To answer you question: It doesn't matter if the adjective comes before or after the noun it's describing, but the user might do that just to simply add emphasis. "Li estas aliulo, ne mia koramiko." is also grammatically correct, but it may lose the emphasis that the user might have wanted to portray.
The reason for this is that Esperanto's rules make it flexible for native speakers of different languages to change the way they speak and still make sense. For example, "Mi mangxas la rugxan pomon" (Germanic syntax) = "Mi mangxas la pomon rugxan" (Romance syntax) = "Mangxas mi la pomon rugxa" (Celtic syntax), etc. In these examples, you can see that the noun-adjective relation is changes, as well as the positions of the subject and object. For the noun-adjective relation, a noun and its adjective(s) can be in pretty much any order as long as they both have the same ending (-n or not) and are in the same part of the sentence(e.g. they must stay on the same side of "kaj" and "ne" in large sentences, or else it won't make sense). The other part is the subject-object relation. In this, the subject and object can move around the verb, as we know which one is which because of the -n ending, unlike other languages where the placement defines if it is a subject or object. Hope this has helped, and not been confusing.

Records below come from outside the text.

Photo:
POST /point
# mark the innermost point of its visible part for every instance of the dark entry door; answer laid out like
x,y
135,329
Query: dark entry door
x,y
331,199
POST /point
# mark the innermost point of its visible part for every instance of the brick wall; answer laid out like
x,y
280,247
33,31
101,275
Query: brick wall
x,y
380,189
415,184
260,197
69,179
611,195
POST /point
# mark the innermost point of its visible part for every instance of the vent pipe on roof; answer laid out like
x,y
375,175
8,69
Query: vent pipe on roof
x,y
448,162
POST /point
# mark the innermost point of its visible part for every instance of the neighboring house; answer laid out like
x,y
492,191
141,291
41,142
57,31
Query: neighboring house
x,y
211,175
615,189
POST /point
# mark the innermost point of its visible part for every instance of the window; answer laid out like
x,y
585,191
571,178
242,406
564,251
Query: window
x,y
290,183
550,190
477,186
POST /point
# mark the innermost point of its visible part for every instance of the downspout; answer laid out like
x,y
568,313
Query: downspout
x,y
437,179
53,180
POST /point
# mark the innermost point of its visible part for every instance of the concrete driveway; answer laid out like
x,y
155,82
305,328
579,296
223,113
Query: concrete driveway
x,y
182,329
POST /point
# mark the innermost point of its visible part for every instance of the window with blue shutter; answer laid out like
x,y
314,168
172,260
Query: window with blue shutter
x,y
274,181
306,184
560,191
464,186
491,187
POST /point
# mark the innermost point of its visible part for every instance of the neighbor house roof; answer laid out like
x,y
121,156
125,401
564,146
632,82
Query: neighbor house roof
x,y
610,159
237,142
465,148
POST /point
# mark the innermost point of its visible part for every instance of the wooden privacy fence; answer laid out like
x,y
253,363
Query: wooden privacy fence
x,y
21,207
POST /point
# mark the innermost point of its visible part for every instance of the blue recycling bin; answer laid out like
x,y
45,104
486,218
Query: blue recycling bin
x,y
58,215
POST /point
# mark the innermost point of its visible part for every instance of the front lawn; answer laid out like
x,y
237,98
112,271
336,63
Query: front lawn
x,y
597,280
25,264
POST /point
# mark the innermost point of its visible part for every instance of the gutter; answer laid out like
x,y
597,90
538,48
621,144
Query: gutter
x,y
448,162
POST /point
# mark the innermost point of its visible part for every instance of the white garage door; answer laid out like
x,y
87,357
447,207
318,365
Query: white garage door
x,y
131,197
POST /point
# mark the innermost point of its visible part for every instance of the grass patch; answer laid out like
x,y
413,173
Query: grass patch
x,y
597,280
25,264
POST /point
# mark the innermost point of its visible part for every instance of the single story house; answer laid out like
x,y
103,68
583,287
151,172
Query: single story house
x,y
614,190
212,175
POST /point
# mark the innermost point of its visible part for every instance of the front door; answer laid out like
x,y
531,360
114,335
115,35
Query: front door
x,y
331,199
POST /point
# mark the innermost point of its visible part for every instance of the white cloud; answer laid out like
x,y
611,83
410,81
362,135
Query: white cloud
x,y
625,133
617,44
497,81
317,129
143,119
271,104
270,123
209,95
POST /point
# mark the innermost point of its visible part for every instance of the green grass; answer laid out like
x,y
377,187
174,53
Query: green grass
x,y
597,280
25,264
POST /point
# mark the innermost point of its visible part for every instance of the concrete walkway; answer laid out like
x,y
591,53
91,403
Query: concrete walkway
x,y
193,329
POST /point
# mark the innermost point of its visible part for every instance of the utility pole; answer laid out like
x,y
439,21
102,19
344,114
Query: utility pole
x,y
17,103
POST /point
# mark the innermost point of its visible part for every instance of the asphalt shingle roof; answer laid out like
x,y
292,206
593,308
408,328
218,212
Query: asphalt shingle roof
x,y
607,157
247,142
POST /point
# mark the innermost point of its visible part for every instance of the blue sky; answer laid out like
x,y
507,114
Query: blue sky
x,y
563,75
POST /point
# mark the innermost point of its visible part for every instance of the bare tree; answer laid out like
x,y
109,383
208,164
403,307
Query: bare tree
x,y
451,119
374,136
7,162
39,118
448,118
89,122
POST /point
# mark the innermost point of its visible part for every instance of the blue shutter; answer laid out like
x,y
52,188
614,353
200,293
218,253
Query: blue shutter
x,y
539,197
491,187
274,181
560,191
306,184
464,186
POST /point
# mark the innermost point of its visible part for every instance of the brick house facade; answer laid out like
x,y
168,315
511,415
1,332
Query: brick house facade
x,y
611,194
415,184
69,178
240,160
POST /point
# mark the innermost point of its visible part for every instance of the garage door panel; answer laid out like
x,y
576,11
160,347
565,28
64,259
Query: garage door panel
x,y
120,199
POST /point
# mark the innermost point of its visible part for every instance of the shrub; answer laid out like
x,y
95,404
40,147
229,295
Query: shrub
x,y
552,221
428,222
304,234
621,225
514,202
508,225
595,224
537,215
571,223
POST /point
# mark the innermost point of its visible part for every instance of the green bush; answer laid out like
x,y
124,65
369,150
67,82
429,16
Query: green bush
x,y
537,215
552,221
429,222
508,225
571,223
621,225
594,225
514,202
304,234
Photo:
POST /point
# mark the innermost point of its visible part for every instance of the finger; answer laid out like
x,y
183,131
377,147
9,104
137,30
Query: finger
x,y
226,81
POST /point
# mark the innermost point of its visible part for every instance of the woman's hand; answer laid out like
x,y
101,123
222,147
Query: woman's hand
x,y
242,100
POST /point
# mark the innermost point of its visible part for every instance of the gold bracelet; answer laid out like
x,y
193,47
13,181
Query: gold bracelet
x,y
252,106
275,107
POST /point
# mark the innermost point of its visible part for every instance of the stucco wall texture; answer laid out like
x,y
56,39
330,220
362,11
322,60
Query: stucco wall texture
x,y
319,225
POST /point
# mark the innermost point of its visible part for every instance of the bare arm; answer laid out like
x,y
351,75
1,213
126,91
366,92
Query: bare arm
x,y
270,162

For anyone in general who wants to learn more about grammar in more detail, go to en.lernu.com and go under the learning tab at the top. Lernu is also a great resource for Esperanto overall, with forums, a dictionary that can not only translate between many languages but also deconstruct an Esperanto word to its roots and affixes, and even its own Esperanto learning program.
Thanks for the answer. I was aware of the flexibility of the structure, but wondered whether there are slight preferation when expressing a certain meaning. The thing is, linguistically, it would be very interesting to investigate that with Esperanto mother speakers, because the flexibility is first and foremost a certain simplification for learners. For mother speakers that feature would be too loose, it has to be divided into more meaning, like putting emphasis on the adjective/possessive pronoun lets it be after the noun. It would be interesting how mother speakers are attributing meaning nuances to the syntax of the adjective or other words.
When I was learning about the accusative, Someone put it that this makes it so that you arrange the sentence in whatever way you need to change the emphasis, and that it helps separate which adjective belongs to which noun without having rules about where in relation to the noun the adjective is. As far as how often this allowance is utilized, I am not sure, but it is something to be prepared for.